So, a group of us celebrated Mardi Gras this past weekend at a friends house. The term "Mardi Gras" in English, refer to events, beginning on or after Epiphany and culminating on the day before Ash Wednesday.
Mardi Gras is French for Fat Tuesday, referring to the practice of the last night of eating richer, fatty foods before the ritual fasting of the Lenten season, which begins on Ash Wednesday; in English the day is sometimes referred to as Shrove Tuesday, from the word shrive, meaning "confess." Related popular practices are associated with celebrations before the fasting and religious obligations associated with the penitential season of Lent.
While not observed nationally throughout the United States, a number of traditionally ethnic French cities and regions in the country have notable celebrations. In the rural Acadiana area, many Cajuns celebrate with the Courir de Mardi Gras, a tradition that dates to medieval celebrations in France.
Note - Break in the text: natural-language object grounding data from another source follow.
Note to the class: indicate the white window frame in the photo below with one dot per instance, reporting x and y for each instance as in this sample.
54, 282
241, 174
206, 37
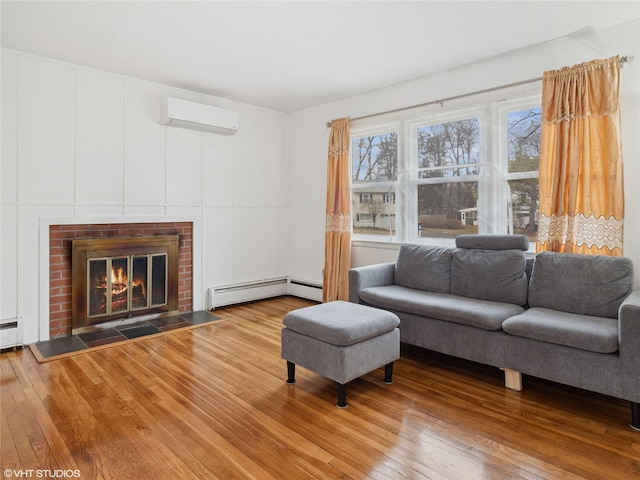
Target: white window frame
491, 111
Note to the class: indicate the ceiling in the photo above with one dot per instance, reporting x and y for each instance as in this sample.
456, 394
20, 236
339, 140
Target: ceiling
292, 55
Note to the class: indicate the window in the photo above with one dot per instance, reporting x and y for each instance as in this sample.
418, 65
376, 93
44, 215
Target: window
374, 161
523, 154
446, 172
447, 157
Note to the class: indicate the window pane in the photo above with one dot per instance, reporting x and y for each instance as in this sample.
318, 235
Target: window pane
374, 158
523, 140
524, 198
452, 143
376, 215
447, 209
374, 167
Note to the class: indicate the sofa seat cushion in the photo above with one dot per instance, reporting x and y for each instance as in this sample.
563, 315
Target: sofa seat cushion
442, 306
586, 332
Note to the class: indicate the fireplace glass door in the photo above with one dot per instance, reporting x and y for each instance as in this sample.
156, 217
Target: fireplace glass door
125, 284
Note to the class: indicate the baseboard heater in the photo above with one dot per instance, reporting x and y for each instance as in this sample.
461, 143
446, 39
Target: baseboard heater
250, 291
247, 292
10, 334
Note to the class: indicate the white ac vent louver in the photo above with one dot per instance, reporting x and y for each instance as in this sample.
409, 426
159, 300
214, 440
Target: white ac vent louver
197, 116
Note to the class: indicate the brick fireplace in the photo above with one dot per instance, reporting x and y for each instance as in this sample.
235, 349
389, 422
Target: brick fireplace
60, 264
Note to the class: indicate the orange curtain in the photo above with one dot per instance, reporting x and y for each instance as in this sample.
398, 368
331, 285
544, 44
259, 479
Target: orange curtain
337, 248
581, 190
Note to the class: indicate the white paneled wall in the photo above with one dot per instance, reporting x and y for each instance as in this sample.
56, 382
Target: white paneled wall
85, 146
46, 132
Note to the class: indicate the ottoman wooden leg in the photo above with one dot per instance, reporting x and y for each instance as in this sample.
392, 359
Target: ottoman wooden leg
291, 372
342, 395
388, 373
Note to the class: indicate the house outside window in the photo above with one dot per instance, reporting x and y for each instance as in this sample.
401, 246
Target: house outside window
434, 176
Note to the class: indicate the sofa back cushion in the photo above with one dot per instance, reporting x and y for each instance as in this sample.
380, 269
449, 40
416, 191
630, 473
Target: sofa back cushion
496, 275
424, 267
584, 284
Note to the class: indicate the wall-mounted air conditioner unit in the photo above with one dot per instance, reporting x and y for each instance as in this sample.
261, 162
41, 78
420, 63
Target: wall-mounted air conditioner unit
196, 116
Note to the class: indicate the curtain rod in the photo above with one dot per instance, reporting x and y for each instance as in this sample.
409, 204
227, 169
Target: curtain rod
623, 60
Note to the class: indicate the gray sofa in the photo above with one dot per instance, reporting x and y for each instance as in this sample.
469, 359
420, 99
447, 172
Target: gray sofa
572, 319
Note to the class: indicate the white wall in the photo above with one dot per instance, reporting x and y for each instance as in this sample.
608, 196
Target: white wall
83, 145
309, 136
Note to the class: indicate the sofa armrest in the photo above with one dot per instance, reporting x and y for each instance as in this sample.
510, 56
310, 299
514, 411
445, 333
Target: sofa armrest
376, 275
629, 326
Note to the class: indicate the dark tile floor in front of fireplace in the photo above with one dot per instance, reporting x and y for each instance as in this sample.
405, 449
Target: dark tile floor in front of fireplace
83, 341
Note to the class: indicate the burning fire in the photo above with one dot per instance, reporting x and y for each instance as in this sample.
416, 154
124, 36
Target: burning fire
118, 281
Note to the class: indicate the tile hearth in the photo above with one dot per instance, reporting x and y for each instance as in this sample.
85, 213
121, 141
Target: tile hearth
83, 341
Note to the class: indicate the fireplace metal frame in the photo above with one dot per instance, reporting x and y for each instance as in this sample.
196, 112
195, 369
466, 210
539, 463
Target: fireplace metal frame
83, 250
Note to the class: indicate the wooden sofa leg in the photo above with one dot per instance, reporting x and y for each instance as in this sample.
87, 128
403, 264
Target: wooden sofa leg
512, 379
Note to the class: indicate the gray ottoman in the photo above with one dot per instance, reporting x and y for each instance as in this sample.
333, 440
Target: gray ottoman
341, 341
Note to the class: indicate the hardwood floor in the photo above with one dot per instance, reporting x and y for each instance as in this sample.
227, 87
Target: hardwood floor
212, 402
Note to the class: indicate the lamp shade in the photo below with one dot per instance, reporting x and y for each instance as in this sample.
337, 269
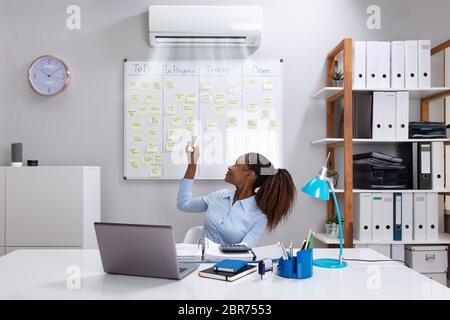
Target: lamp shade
317, 188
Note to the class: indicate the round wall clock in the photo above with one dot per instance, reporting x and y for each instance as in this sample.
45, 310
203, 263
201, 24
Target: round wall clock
48, 75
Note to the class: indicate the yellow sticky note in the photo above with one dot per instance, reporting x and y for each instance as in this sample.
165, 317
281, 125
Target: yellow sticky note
134, 164
249, 84
176, 121
188, 109
211, 125
267, 84
152, 147
205, 85
233, 87
157, 85
133, 151
142, 111
252, 107
219, 109
134, 98
232, 103
133, 84
138, 139
155, 110
154, 119
252, 124
136, 126
219, 98
179, 97
232, 122
155, 171
171, 84
170, 146
149, 98
171, 109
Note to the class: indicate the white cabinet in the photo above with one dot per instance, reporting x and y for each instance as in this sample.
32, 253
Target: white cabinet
51, 206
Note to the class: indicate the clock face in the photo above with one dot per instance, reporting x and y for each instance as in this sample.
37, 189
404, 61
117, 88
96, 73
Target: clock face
48, 75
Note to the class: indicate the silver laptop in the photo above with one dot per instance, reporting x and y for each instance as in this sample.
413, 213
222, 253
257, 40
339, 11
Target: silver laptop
139, 250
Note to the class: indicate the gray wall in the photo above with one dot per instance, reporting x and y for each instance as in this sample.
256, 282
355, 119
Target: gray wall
83, 126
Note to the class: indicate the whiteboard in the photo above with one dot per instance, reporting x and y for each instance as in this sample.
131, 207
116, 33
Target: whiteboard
232, 106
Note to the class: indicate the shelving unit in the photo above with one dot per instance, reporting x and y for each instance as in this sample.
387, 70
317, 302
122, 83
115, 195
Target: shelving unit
333, 94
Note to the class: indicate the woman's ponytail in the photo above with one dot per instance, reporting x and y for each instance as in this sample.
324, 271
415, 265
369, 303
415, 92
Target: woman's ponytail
276, 190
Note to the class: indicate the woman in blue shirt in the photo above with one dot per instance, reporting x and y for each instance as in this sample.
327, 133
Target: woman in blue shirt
262, 198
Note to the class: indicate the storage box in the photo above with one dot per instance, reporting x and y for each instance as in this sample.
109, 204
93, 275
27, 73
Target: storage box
426, 259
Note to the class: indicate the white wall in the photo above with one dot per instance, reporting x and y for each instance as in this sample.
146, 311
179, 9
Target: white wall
83, 126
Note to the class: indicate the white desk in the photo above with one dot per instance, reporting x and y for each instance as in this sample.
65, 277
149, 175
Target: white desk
42, 274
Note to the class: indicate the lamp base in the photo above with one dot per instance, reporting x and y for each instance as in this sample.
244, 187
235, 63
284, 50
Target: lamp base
329, 263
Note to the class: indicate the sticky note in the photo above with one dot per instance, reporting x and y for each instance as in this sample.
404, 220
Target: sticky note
232, 103
157, 85
155, 110
149, 98
219, 109
138, 139
211, 125
252, 124
232, 122
171, 84
249, 83
155, 171
133, 151
219, 98
136, 126
176, 121
134, 98
170, 146
152, 147
233, 87
191, 97
206, 97
142, 111
188, 109
154, 119
171, 109
252, 107
266, 113
267, 84
133, 84
134, 164
205, 85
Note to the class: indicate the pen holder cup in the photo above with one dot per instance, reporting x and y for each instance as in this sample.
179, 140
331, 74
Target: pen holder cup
297, 267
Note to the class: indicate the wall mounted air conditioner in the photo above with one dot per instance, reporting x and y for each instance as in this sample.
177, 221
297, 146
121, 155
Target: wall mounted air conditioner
192, 26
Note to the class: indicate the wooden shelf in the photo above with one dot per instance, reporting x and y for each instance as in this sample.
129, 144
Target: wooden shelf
416, 93
443, 238
325, 141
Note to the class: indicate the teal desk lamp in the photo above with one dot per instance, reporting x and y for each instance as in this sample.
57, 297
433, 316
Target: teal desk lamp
319, 187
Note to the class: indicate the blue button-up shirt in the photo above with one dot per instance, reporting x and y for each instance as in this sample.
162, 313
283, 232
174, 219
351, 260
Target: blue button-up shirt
225, 223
Which gave the perfectly good reason to gorge ourselves on good ol' Cajun food, like Gumbo, Jambalaya, meat pies etc.
The "king cake" takes its name from the biblical three kings. The season for king cake extends from the end of the Twelve Days of Christmas (Twelfth Night and Epiphany Day), up until Mardi Gras, or "Fat Tuesday;" the day before the start of Lent. Some organizations or groups of friends may have "king cake parties" every week through the Carnival season.